30 Jawab Yesus: “Adalah seorang yang turun dari Yerusalem ke Yerikho; ia jatuh ke tangan penyamun-penyamun yang bukan saja merampoknya habis-habisan, tetapi yang juga memukulnya dan yang sesudah itu pergi meninggalkannya setengah mati. 31 Kebetulan ada seorang imam turun melalui jalan itu; ia melihat orang itu, tetapi ia melewatinya dari seberang jalan.
32 Demikian juga seorang Lewi datang ke tempat itu; ketika ia melihat orang itu, ia melewatinya dari seberang jalan. 33 Lalu datang seorang Samaria, yang sedang dalam perjalanan, ke tempat itu; dan ketika ia melihat orang itu, tergeraklah hatinya oleh belas kasihan.
34 Ia pergi kepadanya lalu membalut luka-lukanya, sesudah ia menyiraminya dengan minyak dan anggur. Kemudian ia menaikkan orang itu ke atas keledai tunggangannya sendiri lalu membawanya ke tempat penginapan dan merawatnya. 35 Keesokan harinya ia menyerahkan dua dinar kepada pemilik penginapan itu, katanya: Rawatlah dia dan jika kaubelanjakan lebih dari ini, aku akan menggantinya, waktu aku kembali.
36 Siapakah di antara ketiga orang ini, menurut pendapatmu, adalah sesama manusia dari orang yang jatuh ke tangan penyamun itu?” 37 Jawab orang itu: “Orang yang telah menunjukkan belas kasihan kepadanya.” Kata Yesus kepadanya: “Pergilah, dan perbuatlah demikian.”
Meditatio-Exegese
Injil yang kuberitakan itu bukanlah injil manusia
Galatia, provinsi kekaisaran Romawi, sekarang terletak di Turki tengah. Daerah itu sejak awal dihuni penduduk yang berasal dari suku Celtik.
Paulus menulis surat kepada jemaat Galatia untuk menanggapi pengajar-pengajar palsu yang mengajarkan bahwa sebelum dibaptis/menjadi Kristen jemaat yang berasal dari bangsa asing harus menganut agama Yahudi atau melaksanakan hukum Musa, seperti sunat terlebih dahulu.
Paulus tak hanya heran, tetapi juga kecewa terhadap umat yang dibinanya. Mereka berpaling dari Dia yang menanggil mereka.
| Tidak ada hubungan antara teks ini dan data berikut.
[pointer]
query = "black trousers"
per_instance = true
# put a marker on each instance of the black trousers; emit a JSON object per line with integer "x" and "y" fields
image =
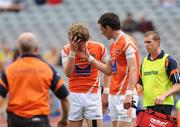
{"x": 36, "y": 121}
{"x": 165, "y": 109}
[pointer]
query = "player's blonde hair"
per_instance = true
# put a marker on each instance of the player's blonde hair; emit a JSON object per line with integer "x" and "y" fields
{"x": 78, "y": 28}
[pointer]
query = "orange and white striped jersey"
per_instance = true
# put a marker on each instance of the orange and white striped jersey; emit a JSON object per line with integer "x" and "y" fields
{"x": 120, "y": 50}
{"x": 85, "y": 77}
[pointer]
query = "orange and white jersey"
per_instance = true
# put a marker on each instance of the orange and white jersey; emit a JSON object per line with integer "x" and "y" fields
{"x": 121, "y": 49}
{"x": 85, "y": 76}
Ia menuduh mereka tidak mengikuti Injil yang berasal dari Yesus seperti yang ia terima dan wartakan. Tulisnya, “Hanya ada orang yang mengacaukan kamu dan yang bermaksud untuk memutarbalikkan Injil Kristus.” (Gal. 1:7).
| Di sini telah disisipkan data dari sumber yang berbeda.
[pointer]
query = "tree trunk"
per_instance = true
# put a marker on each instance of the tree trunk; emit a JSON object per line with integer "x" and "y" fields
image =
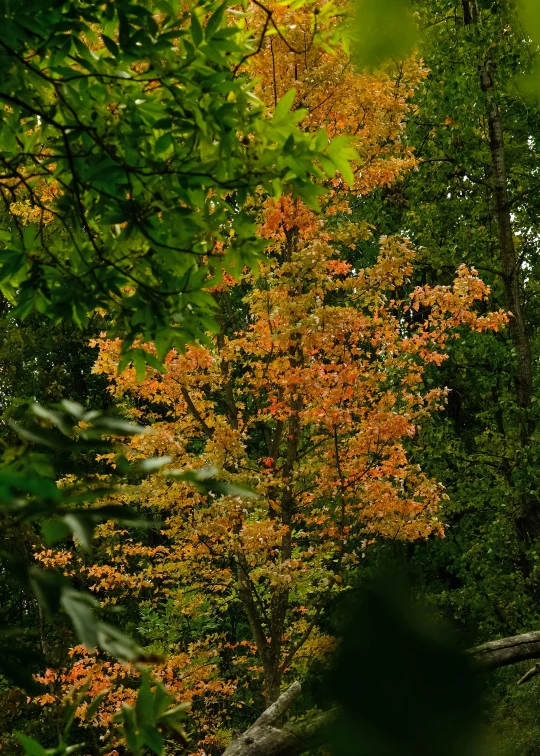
{"x": 509, "y": 261}
{"x": 501, "y": 653}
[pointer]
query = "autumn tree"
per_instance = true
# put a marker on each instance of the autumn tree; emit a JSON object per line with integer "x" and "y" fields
{"x": 308, "y": 397}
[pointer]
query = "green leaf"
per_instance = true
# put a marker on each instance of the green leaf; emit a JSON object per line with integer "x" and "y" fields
{"x": 282, "y": 110}
{"x": 55, "y": 531}
{"x": 196, "y": 29}
{"x": 31, "y": 746}
{"x": 111, "y": 45}
{"x": 214, "y": 21}
{"x": 382, "y": 30}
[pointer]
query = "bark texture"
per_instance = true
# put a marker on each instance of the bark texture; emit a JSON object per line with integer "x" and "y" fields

Paulus menekankan bahwa hanya ada satu Injil Kristus dan Injil itulah yang disampaikannya pada mereka. Baik malaikat atau orang yang mewartakan injil yang berbeda harus dikutuk (Gal. 1:8-9).
Kata αναθεμα, anathenma, semula digunakan untuk sesaji yang dipersembahkan seorang penganut agama pagan di kuil saat ia mengucapkan sumpah atau nazar. Di kemudian hari kata ini mengalami perubahan makna dengan acuan ‘kutuk’.
Paulus pasti ditentang dan dituduh bahwa ia mencari ‘dukungan dan persetujuan manusia’. Mereka menganggapnya hanya mencari jalan mudah untuk menjadi Kristen dengan membuang kebiasaan Yahudi, khususnya sunat.
Waktu itu sunat pasti menyakitkan. Bagi Paulus, berasal dari golongan Farisi, inti masalah bukan terletak pada penerapan kebiasaan Yahudi seperti sunat ini.
Tetapi sekarang ia sudah menjadi ‘hamba Kristus’ dan mengikuti ‘Jalan Tuhan atau Jalan Lurus’ (Kis. 9:2.11). Maka, tidak ada keharusan baginya untuk mendapat persetujuan manusia, karena melalui pewartaannya umat dikaruniai keselamatan dan kemerdekaan sejati.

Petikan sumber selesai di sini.